Queensland's Health Minister Yvette D'Ath announced new fines for those who intentionally spit, cough or sneeze on workers on sites requiring all customers and staff to be fully vaccinated from December 17

Queensland’s Health Minister Yvette D’Ath announced new fines for those who intentionally spit, cough or sneeze on workers on sites requiring all customers and staff to be fully vaccinated from December 17

Visitors from NSW, Victoria and the ACT will be able to travel back to Queensland from 01:00am on December 13, four days ahead of schedule

Visitors from NSW, Victoria and the ACT will be able to travel back to Queensland from 01:00am on December 13, four days ahead of schedule

Ms D’Ath also announced new fines for those who intentionally spit, cough or sneeze on employees at sites requiring all customers and staff to be fully vaccinated by December 17.

A fine of $1378 will be issued on the spot for the violation, or a fine of up to $13,785 and six months in prison if police decide to prosecute through the courts.
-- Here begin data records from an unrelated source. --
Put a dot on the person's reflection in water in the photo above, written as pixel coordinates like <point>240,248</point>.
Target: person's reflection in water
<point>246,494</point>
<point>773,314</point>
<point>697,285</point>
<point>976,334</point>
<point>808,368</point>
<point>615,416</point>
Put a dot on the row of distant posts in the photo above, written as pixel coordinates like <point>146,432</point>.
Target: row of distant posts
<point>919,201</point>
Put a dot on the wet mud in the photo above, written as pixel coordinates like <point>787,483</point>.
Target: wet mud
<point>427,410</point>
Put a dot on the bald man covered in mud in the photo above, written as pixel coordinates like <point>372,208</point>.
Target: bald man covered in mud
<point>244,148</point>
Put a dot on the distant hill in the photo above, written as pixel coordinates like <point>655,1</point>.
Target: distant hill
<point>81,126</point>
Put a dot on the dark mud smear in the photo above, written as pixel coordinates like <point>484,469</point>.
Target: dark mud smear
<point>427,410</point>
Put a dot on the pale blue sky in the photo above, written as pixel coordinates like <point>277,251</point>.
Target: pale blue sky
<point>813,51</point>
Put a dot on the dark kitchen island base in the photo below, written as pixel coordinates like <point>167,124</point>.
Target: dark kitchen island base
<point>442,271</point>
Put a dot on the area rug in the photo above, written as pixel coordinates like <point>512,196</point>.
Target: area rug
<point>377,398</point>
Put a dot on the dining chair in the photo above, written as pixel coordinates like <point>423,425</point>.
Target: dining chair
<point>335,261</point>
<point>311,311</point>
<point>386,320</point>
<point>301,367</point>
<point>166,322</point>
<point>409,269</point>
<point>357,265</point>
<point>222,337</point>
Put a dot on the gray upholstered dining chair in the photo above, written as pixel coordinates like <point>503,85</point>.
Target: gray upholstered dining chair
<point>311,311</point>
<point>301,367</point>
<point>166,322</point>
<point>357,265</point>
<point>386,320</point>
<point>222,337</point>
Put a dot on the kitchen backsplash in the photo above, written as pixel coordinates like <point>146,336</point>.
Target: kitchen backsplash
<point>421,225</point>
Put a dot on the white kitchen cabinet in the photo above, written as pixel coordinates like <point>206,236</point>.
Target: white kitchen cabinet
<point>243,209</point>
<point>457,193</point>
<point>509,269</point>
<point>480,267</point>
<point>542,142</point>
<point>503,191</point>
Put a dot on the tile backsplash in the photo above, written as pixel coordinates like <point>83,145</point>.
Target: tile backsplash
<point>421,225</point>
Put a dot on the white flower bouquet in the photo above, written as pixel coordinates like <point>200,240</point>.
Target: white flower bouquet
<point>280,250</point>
“Last April, we extended the offense of intentionally spitting, coughing or sneezing on people to store employees because we know they saw horrendous behavior when they were just trying to do their job and serve the community.” said Mrs. D’Ath.

The move follows concerns from companies that their frontline staff will be the victims of compliance with the mandatory vaccination guideline.

All unvaccinated people in the state will be banned from locations such as restaurants, bars, pubs, clubs, theaters, movie theaters and sports venues from December 17.

Government-run facilities such as museums and galleries will also require visitors to be vaccinated.

Public transport, GP practices, supermarkets and places of worship do not require visitors to be vaccinated.

There are no capacity restrictions for companies that allow fully vaccinated people to visit their sites.

Queensland registered a new case of community covid transmission on Tuesday, a man on the Gold Coast who health authorities say may be the cause of the city’s cluster of four cases.

The man has been contagious in the community between December 2 and 4. He is believed to have traveled from NSW.

Queensland now has 7.3 percent of people on a first dose and 78.6 percent are fully vaccinated.

It is expected that 80 percent of the eligible population will receive a double dose this week.